The Union Law Ministry has asked the Law Commission to examine the issue of implementation of a Uniform civil Code (UCC) -- drawing criticism from the opposition and Muslim groups who termed it a "politically-motivated move devoid of sincerity".
The ministry last month wrote to the panel to examine and submit a report on the implementation of the Uniform Civil Code, which would abolish the personal laws of various communities on matters such as marriage, divorce, inheritance, adoption and maintenance.
The ruling Bharatiya Janata Party (BJP) has been pitching for such a measure and had promised to implement it in its 2014 parliamentary election manifesto.

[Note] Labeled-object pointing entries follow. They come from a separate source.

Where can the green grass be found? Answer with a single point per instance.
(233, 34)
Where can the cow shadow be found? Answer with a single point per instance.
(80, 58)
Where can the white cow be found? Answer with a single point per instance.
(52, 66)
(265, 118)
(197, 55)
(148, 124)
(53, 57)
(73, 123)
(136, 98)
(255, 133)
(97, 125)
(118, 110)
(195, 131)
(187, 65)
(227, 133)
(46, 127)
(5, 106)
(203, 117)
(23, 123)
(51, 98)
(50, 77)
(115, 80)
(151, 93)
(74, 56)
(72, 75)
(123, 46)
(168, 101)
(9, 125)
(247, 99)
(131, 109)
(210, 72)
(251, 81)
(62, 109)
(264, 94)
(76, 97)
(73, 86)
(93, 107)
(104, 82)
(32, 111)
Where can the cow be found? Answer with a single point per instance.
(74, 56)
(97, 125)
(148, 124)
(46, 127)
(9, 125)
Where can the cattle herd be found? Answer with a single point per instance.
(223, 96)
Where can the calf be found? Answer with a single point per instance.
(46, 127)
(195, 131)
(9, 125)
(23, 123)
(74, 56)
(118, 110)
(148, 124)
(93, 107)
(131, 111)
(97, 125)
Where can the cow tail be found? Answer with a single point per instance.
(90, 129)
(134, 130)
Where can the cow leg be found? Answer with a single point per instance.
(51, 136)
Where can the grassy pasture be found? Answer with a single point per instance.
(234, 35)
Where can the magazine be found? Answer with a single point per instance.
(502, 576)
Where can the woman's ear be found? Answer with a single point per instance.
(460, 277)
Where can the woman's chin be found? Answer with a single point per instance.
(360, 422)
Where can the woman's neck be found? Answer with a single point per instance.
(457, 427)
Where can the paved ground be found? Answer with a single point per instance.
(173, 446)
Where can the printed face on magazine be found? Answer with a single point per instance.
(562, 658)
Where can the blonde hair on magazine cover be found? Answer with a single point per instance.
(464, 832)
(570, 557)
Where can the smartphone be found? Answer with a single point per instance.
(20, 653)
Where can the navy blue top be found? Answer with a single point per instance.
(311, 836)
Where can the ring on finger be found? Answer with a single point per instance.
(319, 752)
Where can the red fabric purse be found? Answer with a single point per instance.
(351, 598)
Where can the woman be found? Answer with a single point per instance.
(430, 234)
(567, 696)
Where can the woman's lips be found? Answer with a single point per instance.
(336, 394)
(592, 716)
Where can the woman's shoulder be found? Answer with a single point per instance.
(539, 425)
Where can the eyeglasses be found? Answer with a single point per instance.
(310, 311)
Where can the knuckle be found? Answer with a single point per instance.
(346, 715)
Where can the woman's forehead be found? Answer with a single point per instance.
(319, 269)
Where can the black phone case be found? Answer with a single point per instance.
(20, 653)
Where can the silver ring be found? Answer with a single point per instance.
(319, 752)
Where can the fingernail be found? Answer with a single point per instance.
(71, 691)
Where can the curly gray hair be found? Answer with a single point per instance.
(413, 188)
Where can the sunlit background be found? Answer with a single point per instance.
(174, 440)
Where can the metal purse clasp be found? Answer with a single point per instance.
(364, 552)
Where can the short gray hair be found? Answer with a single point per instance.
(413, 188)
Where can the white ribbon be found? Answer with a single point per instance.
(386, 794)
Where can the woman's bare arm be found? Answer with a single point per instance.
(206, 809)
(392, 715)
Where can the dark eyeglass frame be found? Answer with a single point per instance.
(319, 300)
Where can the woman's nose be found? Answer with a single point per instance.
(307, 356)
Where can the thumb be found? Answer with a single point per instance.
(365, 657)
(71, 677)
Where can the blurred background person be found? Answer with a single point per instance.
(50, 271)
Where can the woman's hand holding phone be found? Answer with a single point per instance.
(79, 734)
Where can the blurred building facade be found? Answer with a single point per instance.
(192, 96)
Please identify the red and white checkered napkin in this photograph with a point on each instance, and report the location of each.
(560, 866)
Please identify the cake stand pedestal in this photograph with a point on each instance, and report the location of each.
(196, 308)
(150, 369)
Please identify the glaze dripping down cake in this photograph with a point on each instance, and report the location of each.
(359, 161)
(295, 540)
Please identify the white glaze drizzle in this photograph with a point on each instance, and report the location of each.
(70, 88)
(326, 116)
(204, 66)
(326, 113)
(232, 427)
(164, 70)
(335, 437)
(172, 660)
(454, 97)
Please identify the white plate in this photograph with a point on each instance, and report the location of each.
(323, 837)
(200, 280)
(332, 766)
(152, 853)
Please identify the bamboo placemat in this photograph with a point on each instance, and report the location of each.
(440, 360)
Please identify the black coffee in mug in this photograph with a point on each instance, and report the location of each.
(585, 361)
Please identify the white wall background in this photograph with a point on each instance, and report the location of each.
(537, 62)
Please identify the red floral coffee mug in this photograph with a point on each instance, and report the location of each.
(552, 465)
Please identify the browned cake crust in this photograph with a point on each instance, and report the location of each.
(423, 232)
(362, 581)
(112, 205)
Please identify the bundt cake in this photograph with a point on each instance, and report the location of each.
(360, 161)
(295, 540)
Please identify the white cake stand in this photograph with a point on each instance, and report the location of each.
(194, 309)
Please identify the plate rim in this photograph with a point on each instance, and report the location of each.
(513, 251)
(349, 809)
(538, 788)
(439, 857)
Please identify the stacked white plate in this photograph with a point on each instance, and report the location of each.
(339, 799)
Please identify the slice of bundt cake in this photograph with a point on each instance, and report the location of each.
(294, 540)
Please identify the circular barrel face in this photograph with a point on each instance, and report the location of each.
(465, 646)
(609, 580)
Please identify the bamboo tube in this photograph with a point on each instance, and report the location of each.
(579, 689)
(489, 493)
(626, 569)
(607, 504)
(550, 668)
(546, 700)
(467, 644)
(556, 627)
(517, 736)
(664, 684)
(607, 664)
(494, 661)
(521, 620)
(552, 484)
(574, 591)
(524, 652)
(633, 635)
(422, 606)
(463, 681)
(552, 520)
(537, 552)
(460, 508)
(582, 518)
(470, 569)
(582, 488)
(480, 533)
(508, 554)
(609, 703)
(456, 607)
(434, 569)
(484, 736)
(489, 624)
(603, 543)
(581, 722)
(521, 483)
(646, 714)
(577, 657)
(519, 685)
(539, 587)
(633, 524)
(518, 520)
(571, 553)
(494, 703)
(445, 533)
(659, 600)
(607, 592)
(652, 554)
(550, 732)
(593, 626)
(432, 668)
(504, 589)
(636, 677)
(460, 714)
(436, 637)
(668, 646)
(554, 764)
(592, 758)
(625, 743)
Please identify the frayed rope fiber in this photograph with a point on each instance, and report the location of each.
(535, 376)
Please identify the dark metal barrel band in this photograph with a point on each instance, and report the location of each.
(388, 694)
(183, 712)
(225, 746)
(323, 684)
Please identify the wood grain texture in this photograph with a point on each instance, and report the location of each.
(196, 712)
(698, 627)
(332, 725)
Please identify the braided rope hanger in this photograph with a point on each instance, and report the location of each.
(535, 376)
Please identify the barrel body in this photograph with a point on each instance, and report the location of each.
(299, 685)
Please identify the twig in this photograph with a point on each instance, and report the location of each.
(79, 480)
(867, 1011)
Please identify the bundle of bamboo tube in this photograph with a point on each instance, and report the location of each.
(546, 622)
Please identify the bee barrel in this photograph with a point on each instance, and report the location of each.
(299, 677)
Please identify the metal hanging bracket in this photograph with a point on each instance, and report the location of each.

The opposition raised questions over the timing of the move as the crucial Uttar Pradesh assembly elections are due early next year.
Janata Dal-United MP Pavan Varma said that although his party is not against the measure in principle, the present government's intentions are "doubtful".
"If a uniform civil code can be brought in India, we would support it. But it should be brought in through consensus and should not be imposed from the top," Varma told IANS.
"The intentions of this government are doubtful. They seemed to have raised it purposely just ahead of the Uttar Pradesh assembly elections," he added.
Communist Party of India Marxist (CPI-M) General Secretary Sitaram Yechury too questioned the government's intentions behind the move.
"Have the Hindus given up their personal law? If not, then you cannot target only one community. Uniform should be uniform for all," Yechury told IANS.
"Let the government bring in a proposal or a bill before the Parliament in this regard and then we would discuss it," he added.
The Congress, too, accused the National Democratic Alliance government of trying to draw political mileage from the move ahead of Uttar Pradesh assembly elections.
"Is it not very interesting that near major elections, sometimes they throw Ayodhya, at other times Article 370 and now Uniform Civil Code?" Congress spokesman Abhishek Manu Singhvi said.
"Has anything ever been done by the BJP government except for raking up divisive issues for political gains?" he said, adding this was an issue that must be resolved through consensus amongst the political parties and all stakeholders.
"Certainly, if genuine efforts are made to evolve that consensus, a time may come when something can be done in that direction. But if it is a political 'stunt-baazi', which is what we believe it is, we condemn it," Singhvi said.
All India Majlis-e-Ittehadul Muslimeen leader Asaduddin Owaisi said that the central government is trying to divert people's attention from its failure to provide employment and check price rise.
"If this government is actually serious about introducing a uniform civil code, it should withdraw the tax rebate given to Hindu undivided families in the next session of parliament," Owaisi told media.
All India Muslim Majlis-e-Mushawarat President Naved Hamid said that it is not only the Muslims who have reservations about the measure but many other communities such as Christians, Sikhs and tribals too.
"Has the BJP consulted its alliance partner Shiromani Akali Dal before making such a move? What is their stand on the issue?" he asked.
"If the government is so serious about following the Directive Principles, why does it not, for example, impose a complete ban on liquor?" he added.